Wij zijn vrij uitgebreid ingegaan op de mentale aspecten van de processen van lezen, schrijven en vertalen. Wij zullen nu minder individuele aspecten van de uitwisseling (vertaling) van informatie bekijken, om te zien wat er in werkelijkheid gebeurt wanneer taal verschillende individuen met elkaar in verbinding brengt. Hierbij zullen wij vooral uitgaan van de publicaties van Romàn Jakobsón, de grote Russische geleerde met zijn levendige interdisciplinaire belangstelling, die een belangrijke bijdrage heeft geleverd aan een indrukwekkend aantal disciplines, waaronder de taalkunde, de semiotiek, de literatuurwetenschap en de vertaalwetenschap.
In een essay uit 1958 met de titel Closing Statements: Linguistics and Poetics, dat na ruim veertig jaar nog weinig aan belang heeft ingeboet, heeft Jakobsón de zes elementen die communicatie kenmerken en de zes overeenkomstige functies onderzocht.

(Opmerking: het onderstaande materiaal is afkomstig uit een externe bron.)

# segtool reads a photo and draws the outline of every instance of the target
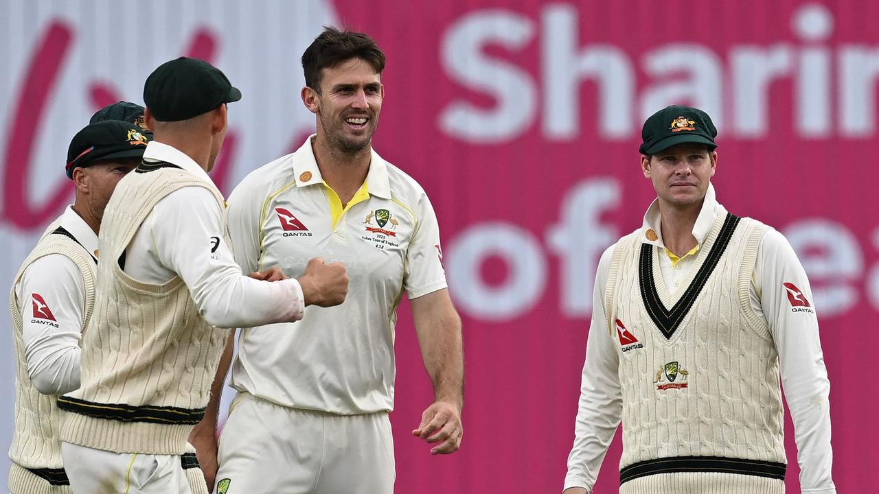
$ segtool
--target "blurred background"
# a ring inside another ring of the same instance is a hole
[[[811,280],[838,491],[875,491],[879,3],[4,0],[0,14],[4,294],[72,202],[73,134],[105,105],[142,105],[160,63],[202,58],[242,90],[213,172],[228,194],[314,129],[299,57],[322,26],[375,38],[388,67],[374,147],[432,200],[467,363],[462,448],[432,457],[410,436],[432,392],[402,304],[397,492],[561,491],[598,258],[655,197],[638,169],[641,124],[668,104],[706,110],[720,131],[718,200],[784,233]],[[4,451],[10,327],[0,318]],[[616,440],[596,492],[616,492],[619,454]],[[0,485],[7,466],[4,455]]]

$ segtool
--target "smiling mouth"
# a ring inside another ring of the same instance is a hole
[[[367,117],[348,117],[347,119],[345,119],[345,123],[354,128],[363,128],[367,126],[367,122],[368,121],[369,119]]]

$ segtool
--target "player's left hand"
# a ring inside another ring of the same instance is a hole
[[[284,274],[284,272],[278,266],[272,266],[265,271],[255,271],[248,274],[248,276],[262,281],[280,281],[281,280],[289,280],[290,278]]]
[[[214,490],[214,483],[219,467],[217,464],[216,434],[208,431],[193,430],[193,433],[189,436],[189,442],[195,447],[195,457],[199,461],[201,473],[205,476],[207,491],[211,492]]]
[[[461,425],[461,409],[449,402],[437,401],[421,414],[421,424],[412,435],[428,443],[440,443],[431,454],[448,454],[461,447],[464,429]]]

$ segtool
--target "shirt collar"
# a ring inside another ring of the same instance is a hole
[[[715,194],[714,185],[708,184],[708,190],[705,193],[705,200],[702,202],[702,208],[696,216],[696,222],[693,225],[693,236],[696,238],[696,243],[701,245],[705,238],[714,228],[717,214],[723,207],[717,202]],[[644,243],[657,245],[665,248],[665,244],[662,241],[662,218],[659,214],[659,200],[657,199],[647,208],[644,214],[644,222],[641,226],[641,241]]]
[[[85,220],[82,218],[76,211],[73,210],[73,206],[68,206],[64,209],[64,214],[59,218],[58,225],[62,227],[67,231],[70,232],[70,235],[76,239],[79,243],[85,248],[92,256],[98,257],[96,252],[98,251],[98,236],[95,234],[91,227],[85,222]]]
[[[163,161],[171,164],[176,164],[186,171],[198,175],[202,178],[211,180],[210,176],[207,175],[205,169],[199,166],[199,163],[195,163],[193,158],[189,157],[189,156],[177,148],[163,142],[159,142],[158,141],[150,141],[150,142],[147,144],[146,149],[143,150],[143,161]],[[213,184],[214,181],[211,180],[211,183]]]
[[[305,187],[315,184],[323,184],[317,160],[315,159],[315,150],[311,141],[317,134],[313,134],[293,154],[293,173],[296,178],[297,187]],[[383,199],[390,199],[390,180],[388,178],[388,163],[370,148],[371,158],[369,171],[367,172],[367,184],[369,193]]]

De zender (addresser) is de persoon die de boodschap zendt en zich richt tot een ontvanger (addressee) binnen een zekere context. De volgende schema´s zijn ontleend aan een tekst van Jakobsón:
factors involved in verbal communication1 :
CONTEXT |
ADDRESSER ------------- MESSAGE ------------- ADDRESSEE |
CONTACT |
CODE |
six basic functions of verbal communication2:
REFERENTIAL |
EMOTIVE ------------- POETIC ------------- CONATIVE |
PHATIC |
METALINGUAL |
De referentiële functie
De context is fundamenteel. In de meeste gevallen verliezen beweringen (hun) betekenis indien ze uit hun context worden gelicht, of worden ze op zijn minst zeer dubbelzinnig. Dit is vooral te wijten aan het feit dat communicatie heel economisch is en ertoe neigt niet in details te treden en aspecten van de boodschap als bekend te veronderstellen, waardoor ze geïmpliceerd worden, dat wil zeggen, gedicteerd door de context. Als in een tram de controleur zegt: «De kaartjes alstublieft!», hoeft hij niet uit te leggen over wat voor kaartjes hij het heeft; dat blijkt duidelijk uit de context.

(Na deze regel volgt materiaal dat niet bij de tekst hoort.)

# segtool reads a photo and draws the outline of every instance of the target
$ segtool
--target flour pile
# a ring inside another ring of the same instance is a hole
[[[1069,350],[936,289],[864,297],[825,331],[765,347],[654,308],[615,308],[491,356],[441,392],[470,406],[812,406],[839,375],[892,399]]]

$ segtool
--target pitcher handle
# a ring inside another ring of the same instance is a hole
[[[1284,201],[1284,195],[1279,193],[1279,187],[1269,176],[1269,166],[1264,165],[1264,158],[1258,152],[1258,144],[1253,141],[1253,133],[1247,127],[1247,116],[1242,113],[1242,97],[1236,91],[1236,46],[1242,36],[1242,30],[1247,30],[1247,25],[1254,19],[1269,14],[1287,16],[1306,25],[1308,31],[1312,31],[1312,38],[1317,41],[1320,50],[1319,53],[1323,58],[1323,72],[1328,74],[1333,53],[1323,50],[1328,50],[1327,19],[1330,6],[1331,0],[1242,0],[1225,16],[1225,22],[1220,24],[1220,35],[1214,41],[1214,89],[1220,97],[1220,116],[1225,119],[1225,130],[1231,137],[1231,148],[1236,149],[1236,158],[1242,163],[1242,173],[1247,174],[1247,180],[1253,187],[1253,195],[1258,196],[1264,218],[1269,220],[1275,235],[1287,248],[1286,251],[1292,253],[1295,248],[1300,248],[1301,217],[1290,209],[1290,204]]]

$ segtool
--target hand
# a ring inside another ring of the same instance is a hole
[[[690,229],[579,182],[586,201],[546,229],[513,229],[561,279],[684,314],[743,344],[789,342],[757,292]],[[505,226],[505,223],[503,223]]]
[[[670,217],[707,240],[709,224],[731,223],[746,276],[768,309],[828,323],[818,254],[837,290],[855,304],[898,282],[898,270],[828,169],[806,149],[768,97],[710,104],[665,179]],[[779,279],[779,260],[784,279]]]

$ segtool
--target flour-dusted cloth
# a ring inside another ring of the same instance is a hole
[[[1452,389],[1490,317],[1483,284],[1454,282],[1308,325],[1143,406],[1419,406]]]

1 Jakobsón 1960, p. 353. - 1966, p. 185.
2 Jakobsón 1960, p. 357. - 1966, p. 191.
Komen wij bijvoorbeeld de volgende bewering tegen:
Is het veilig?
dan blijft buiten een context de bewering ambigu, polyvalent: zij kan verschillende gegevens of situaties als bekend veronderstellen en verwijzen naar een onbepaald aantal personen of zaken. Dit overkomt Babe, de hoofdpersoon van William Goldmans roman Marathon man, wanneer hij wordt ondervraagd met het doel dat hij iets bekent wat hij niet kan bekennen omdat hij het niet weet. Zijn beul blijft hem in de originele tekst maar vragen, «Is it safe?», en Babe antwoordt op alle mogelijke wijzen, waarbij hij aan de vraag alle mogelijke betekenissen hecht, om erin te slagen de foltering te beëindigen. Maar de beul lijkt bewust gebruik te maken van de ambiguïteit van de vraag om enerzijds steeds dezelfde, hardnekkig herhaalde zin te kunnen herhalen en anderzijds met één zin een polyvalente vraag te kunnen stellen, waarbij hij druk uitoefent op de ondervraagde om hem aan het praten te krijgen.

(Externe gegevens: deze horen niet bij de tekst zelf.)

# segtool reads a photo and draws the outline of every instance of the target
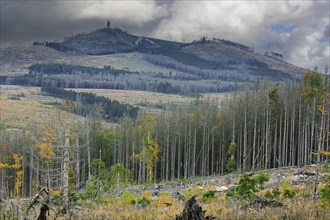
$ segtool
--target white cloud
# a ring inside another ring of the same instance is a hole
[[[58,7],[69,9],[66,19],[111,19],[139,27],[167,13],[156,1],[68,1],[59,2]]]
[[[294,26],[278,33],[274,25]],[[170,17],[152,35],[176,41],[225,38],[257,50],[281,52],[307,68],[329,64],[329,45],[320,42],[329,26],[328,1],[175,1]]]
[[[283,53],[288,62],[329,64],[329,0],[0,1],[1,44],[56,40],[112,24],[139,35],[190,42],[208,36]],[[288,28],[276,31],[273,27]]]

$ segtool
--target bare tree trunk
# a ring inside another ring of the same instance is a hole
[[[63,200],[64,210],[69,211],[69,163],[70,163],[70,129],[69,125],[65,126],[65,140],[64,140],[64,163],[63,163]]]

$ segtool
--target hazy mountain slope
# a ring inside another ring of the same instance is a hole
[[[118,53],[109,55],[74,55],[45,46],[15,46],[0,49],[0,75],[26,74],[28,67],[37,63],[62,63],[102,68],[110,65],[115,69],[140,73],[169,73],[169,69],[145,60],[145,55]],[[180,71],[176,71],[180,73]]]
[[[306,71],[304,68],[291,65],[284,61],[216,41],[199,41],[184,46],[182,50],[206,60],[220,62],[224,66],[232,68],[246,69],[259,67],[265,70],[272,69],[289,73],[297,78],[300,78],[302,73]]]
[[[185,65],[200,69],[226,71],[236,69],[236,73],[267,76],[282,74],[281,77],[300,78],[306,70],[274,58],[254,53],[245,45],[226,40],[202,38],[193,43],[179,43],[148,37],[134,36],[115,28],[98,29],[91,33],[78,34],[62,43],[46,44],[68,53],[102,55],[113,53],[141,52],[171,57]],[[284,75],[283,75],[284,74]]]

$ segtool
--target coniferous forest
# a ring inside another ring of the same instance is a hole
[[[1,172],[0,182],[23,197],[33,195],[36,186],[60,189],[66,148],[74,190],[86,187],[96,159],[106,170],[121,164],[136,183],[315,164],[326,159],[322,152],[330,145],[329,89],[329,77],[309,72],[301,84],[257,82],[221,102],[196,99],[157,113],[132,108],[110,116],[106,102],[94,103],[84,112],[84,123],[63,123],[59,114],[44,124],[2,130],[2,166],[20,165]],[[76,97],[59,111],[79,111],[77,100],[85,96],[70,96]],[[118,125],[104,127],[106,117]]]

Uit dit voorbeeld blijkt heel goed wat de referentiële functie inhoudt waarover Jakobsón het heeft en hoe belangrijk de context van de bewering is.
Ook in de taal van de reclame kan de dubbelzinnigheid van een uit haar context gelichte bewering nuttig zijn voor de polysemie en de interpretatieve dubbelzinnigheid die haar eigen zijn.
De emotieve functie
De op de afzender gerichte functie wordt emotief of expressief genoemd. Het gaat hier om dat deel van de boodschap dat informatie verstrekt over de persoon die de boodschap verzendt, over de "ik" van de communicatieve situatie. Jakobsón geeft als kenmerkend voorbeeld van de emotieve functie tussenwerpingen, die volgens de geleerde geen elementen van de zin zijn, maar afgeronde zinnen. «Poeh», «hopla», «ojee» zijn feitelijk complete uitdrukkingen: ze kunnen afzonderlijk worden uitgesproken en geven een precies idee van de geestesgesteldheid van de zender. «Een individu dat expressieve elementen gebruikt om ironie of verontwaardiging duidelijk te maken, draagt duidelijke informatie over [...]»3.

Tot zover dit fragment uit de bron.